Entramos por Raulí, más ancho, y doblamos a Ricantén sorteando los asedios de cada puerta, de cada ventana, los apiñamientos de colores fuertes, la penetración de pésimos perfumes. Una mujer morena logró detenerme. Digo “logró” no porque fuese yo caminando muy decidido, rechazando asedios a diestra y siniestra, sino porque iba precisamente todo lo contrario, lleno de temores y recelos, y ni por nada hubiese querido verme objeto de otras miradas, de burlas, de frases sangrientas.

- ¿Dónde va, mi amor? – dijo, atajándome el paso y metiendo groseramente su mano entre mis piernas.
- Voy con mi amigo...

Jorge me miró desde cierta distancia, con una sorna cariñosa que me hizo sentir que no estaba solo.

- ¿Por qué no pasas un ratito?

Era una hermosa morena. Hermosa a su manera: aindiada, primitiva, casi brutal.

- ¿Está sola? – pregunté. No tenía la menor idea de cómo operaba un burdel por dentro. Le hice la pregunta como si al interior de la casa pudiera estar su mamá o su abuelita tomando té.

- Tengo una pieza, ven.

Jorge llegó hasta nosotros y me tomó del brazo.

- Tenemos que hacer – le dijo a la morena -. Péscatelo otro día.
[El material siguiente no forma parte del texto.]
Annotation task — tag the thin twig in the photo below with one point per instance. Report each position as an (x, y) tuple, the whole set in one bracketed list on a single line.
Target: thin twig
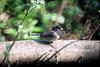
[(94, 32)]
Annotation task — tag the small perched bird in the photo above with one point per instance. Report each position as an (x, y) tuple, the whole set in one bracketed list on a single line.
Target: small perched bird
[(52, 35)]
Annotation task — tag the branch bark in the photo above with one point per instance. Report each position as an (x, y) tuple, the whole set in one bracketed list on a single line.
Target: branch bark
[(32, 51)]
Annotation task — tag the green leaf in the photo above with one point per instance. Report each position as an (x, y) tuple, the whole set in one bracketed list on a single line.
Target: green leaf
[(11, 31)]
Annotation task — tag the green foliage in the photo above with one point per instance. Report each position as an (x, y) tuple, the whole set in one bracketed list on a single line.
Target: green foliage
[(35, 16)]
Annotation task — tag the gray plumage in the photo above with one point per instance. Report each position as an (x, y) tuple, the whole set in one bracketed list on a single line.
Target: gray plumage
[(52, 35)]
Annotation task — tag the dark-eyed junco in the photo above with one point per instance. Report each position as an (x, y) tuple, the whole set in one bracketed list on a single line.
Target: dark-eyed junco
[(52, 35)]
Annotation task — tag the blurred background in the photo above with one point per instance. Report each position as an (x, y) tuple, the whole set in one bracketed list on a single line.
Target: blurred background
[(79, 18)]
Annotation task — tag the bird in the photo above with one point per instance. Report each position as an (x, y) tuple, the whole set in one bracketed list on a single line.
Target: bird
[(52, 35)]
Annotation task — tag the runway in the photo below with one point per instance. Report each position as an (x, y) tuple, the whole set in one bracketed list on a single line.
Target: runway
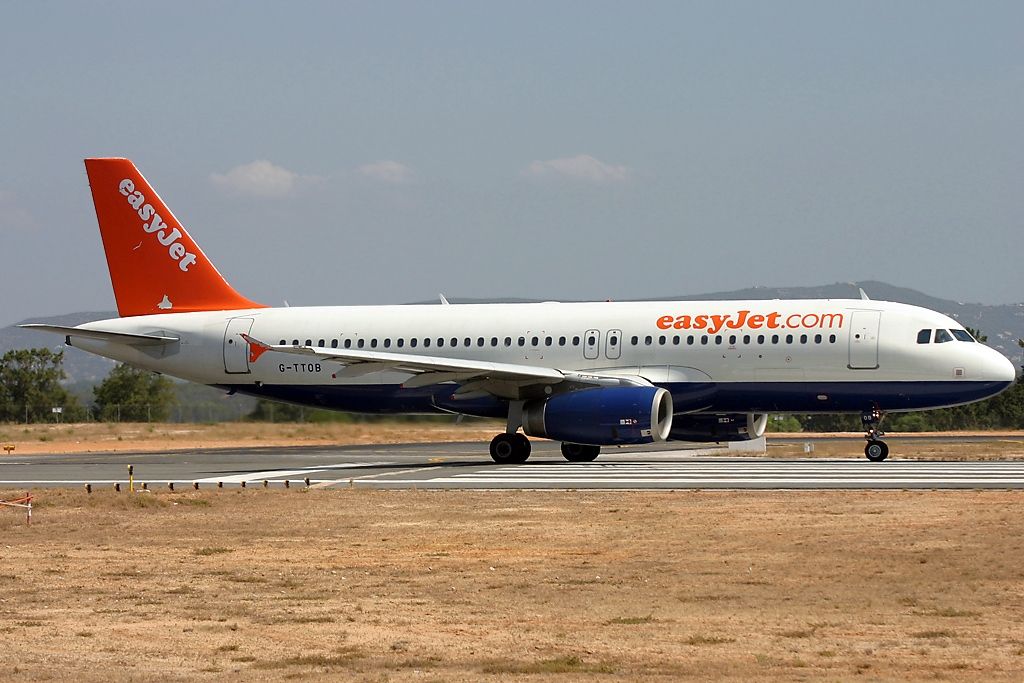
[(466, 466)]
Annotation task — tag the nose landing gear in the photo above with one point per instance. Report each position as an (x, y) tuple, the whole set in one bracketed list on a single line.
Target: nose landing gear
[(877, 450)]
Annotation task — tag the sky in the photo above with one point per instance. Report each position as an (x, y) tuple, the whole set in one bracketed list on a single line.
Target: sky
[(365, 153)]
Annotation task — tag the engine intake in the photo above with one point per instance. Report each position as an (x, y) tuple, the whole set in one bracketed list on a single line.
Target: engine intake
[(606, 416), (733, 427)]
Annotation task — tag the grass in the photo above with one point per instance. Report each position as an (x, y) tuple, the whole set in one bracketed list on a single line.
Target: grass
[(568, 664), (698, 639), (632, 621)]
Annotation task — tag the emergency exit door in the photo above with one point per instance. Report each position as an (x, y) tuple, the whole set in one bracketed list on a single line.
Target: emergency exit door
[(864, 339)]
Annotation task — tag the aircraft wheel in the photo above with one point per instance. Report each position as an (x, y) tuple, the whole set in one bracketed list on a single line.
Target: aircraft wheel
[(877, 451), (507, 449), (578, 453)]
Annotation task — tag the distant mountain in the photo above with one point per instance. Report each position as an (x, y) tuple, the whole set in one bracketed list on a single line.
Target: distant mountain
[(1003, 324)]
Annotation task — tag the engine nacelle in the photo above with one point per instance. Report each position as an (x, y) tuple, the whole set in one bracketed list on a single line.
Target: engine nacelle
[(605, 416), (741, 427)]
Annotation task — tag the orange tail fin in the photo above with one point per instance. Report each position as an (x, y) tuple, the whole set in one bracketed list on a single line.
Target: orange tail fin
[(156, 266)]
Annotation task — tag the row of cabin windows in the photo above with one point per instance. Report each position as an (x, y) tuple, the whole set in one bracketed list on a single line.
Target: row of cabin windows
[(574, 341), (704, 340), (942, 336), (441, 342)]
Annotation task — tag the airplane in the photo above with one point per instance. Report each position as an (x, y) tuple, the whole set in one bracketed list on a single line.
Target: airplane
[(589, 375)]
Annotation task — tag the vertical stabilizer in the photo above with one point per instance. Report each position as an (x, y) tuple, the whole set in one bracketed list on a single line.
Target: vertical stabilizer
[(155, 265)]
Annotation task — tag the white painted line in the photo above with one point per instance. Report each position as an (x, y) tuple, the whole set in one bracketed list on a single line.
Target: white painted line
[(269, 474)]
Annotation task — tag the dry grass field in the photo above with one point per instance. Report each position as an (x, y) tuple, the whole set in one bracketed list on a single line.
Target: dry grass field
[(524, 586)]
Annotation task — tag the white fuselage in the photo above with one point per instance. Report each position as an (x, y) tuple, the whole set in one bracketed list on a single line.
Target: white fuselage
[(821, 354)]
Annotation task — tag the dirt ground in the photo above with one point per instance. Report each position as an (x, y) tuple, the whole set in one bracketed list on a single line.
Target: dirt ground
[(441, 586)]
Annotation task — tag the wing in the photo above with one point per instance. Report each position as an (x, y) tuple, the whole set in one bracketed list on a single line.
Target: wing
[(100, 335), (507, 380)]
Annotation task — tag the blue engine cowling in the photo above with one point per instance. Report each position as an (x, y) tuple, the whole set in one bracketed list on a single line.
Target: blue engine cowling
[(732, 427), (606, 416)]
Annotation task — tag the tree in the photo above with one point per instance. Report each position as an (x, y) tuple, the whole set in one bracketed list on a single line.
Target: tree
[(30, 387), (130, 394)]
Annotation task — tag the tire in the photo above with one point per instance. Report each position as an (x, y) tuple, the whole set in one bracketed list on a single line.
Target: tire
[(877, 451), (578, 453), (503, 449), (521, 447)]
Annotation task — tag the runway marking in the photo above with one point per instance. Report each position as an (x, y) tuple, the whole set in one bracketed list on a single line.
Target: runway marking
[(270, 474)]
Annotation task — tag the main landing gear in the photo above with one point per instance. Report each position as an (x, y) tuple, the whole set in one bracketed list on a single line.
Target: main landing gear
[(506, 449), (579, 453), (877, 450)]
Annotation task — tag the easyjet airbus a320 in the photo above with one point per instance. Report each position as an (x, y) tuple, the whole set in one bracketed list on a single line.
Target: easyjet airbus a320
[(584, 374)]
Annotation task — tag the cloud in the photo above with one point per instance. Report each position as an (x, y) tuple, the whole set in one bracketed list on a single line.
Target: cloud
[(260, 178), (387, 171), (12, 216), (582, 167)]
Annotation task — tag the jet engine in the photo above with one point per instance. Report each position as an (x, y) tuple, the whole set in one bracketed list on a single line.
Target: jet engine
[(605, 416)]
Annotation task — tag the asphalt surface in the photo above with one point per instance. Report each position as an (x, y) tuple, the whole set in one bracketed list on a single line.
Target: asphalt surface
[(467, 466)]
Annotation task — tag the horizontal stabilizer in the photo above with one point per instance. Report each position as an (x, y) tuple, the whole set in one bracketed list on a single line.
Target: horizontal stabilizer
[(101, 335)]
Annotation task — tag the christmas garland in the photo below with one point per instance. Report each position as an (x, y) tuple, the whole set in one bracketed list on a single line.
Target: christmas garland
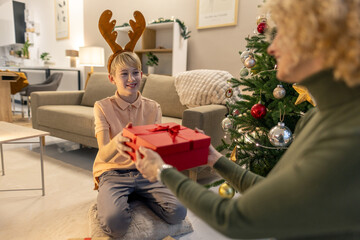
[(184, 32)]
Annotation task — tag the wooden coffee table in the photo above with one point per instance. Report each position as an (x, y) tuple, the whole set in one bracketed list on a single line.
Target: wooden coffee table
[(9, 133)]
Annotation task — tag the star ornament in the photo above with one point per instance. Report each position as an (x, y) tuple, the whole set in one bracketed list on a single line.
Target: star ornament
[(304, 95)]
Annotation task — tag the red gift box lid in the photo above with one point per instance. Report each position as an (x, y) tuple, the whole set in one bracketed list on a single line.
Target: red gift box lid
[(162, 142)]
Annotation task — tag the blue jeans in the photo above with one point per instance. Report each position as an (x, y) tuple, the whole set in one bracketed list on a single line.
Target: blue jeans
[(112, 202)]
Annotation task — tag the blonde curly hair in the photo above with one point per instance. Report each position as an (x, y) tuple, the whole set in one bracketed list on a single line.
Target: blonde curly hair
[(330, 28)]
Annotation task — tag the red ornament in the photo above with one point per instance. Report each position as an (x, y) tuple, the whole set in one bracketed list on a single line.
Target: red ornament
[(258, 111), (262, 27)]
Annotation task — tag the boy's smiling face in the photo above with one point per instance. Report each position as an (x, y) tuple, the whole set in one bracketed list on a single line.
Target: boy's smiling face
[(127, 81)]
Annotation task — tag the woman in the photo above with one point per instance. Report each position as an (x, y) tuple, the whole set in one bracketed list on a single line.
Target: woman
[(314, 190)]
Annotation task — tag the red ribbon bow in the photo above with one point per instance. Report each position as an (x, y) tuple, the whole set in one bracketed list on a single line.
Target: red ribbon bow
[(173, 131)]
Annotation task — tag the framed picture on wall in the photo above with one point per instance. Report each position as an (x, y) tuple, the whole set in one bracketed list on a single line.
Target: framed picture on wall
[(62, 19), (216, 13)]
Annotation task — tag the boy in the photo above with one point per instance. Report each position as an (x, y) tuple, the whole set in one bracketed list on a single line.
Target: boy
[(115, 174)]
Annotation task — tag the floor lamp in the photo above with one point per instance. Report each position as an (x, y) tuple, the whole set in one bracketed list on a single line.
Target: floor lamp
[(92, 57)]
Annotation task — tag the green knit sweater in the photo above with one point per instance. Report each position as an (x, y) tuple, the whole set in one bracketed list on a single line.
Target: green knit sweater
[(314, 190)]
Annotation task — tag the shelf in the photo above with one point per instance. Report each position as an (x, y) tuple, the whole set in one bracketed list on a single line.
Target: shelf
[(155, 26), (154, 50)]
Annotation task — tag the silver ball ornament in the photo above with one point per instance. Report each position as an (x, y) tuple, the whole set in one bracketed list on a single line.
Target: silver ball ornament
[(226, 124), (279, 92), (244, 72), (280, 135), (250, 62), (246, 54)]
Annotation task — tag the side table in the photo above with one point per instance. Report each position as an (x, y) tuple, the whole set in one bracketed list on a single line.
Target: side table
[(9, 133)]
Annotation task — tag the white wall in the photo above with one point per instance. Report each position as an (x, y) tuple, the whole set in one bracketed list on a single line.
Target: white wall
[(214, 48), (43, 13)]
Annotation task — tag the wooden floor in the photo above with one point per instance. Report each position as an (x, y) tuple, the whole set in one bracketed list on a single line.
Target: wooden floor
[(17, 119)]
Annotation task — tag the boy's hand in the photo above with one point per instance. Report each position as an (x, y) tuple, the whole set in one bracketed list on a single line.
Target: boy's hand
[(120, 143), (213, 154), (149, 164)]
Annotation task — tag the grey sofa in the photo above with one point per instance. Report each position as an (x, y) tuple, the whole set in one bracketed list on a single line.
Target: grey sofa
[(69, 114)]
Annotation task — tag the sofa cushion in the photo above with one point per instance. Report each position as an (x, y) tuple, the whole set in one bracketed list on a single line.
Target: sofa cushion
[(69, 118), (161, 89), (98, 87)]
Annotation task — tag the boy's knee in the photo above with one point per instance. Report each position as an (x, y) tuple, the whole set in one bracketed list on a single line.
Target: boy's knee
[(175, 214), (116, 225)]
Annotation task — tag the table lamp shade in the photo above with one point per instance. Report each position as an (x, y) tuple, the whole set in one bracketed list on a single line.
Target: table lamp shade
[(91, 56)]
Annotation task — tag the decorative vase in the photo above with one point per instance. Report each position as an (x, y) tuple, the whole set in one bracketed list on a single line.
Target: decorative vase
[(151, 69)]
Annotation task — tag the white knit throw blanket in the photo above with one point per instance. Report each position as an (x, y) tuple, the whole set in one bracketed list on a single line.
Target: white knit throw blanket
[(204, 87)]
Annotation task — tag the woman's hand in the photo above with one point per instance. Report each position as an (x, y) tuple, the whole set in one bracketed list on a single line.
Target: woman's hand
[(149, 164), (120, 143), (213, 154)]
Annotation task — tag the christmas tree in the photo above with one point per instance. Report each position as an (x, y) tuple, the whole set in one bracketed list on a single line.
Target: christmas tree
[(259, 128)]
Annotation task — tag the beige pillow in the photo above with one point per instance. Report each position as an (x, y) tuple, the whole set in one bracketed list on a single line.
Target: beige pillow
[(161, 89)]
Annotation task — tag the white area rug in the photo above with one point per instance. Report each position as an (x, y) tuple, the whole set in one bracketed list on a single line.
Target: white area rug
[(63, 212), (27, 214)]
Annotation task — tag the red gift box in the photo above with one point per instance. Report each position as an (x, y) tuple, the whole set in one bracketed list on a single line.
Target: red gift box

Vamos...

Durante mucho tiempo, después, mantuve una grata y comercial amistad con esa mujer. Empecé a conocerla la tarde en que me aventuré solo – segunda vez – por los callejones buscándola, tratando de localizar la casa, hasta encontrarla y reconocerla y ser también reconocido y luego sorprendido por la pregunta lanzada al ser descubiertos mis libros bajo el brazo “¿eres estudiante?”, y sorprendido más todavía al oír “yo también estudio”, sorprendido e iluminado como por una nueva y más poderosa fe en los seres humanos, derrumbada luego al preguntar, tras el alumbramiento “¿qué estudias?”, y escuchar una podrida, espantosa respuesta, de quien venía pareciendo un ser angélico. Era joven y ya tenía el alma enferma. La conocí y a través de ella conocí un aspecto más bestial del sexo. Fornicar sobre la colcha sucia a toda marcha, porque el tiempo es oro, el tiempo es oro y hay que terminar rápido – es sólo “por el momento”, lo más rápido, lo más barato -, ya que es preciso salir cuanto antes al acecho de otros pájaros.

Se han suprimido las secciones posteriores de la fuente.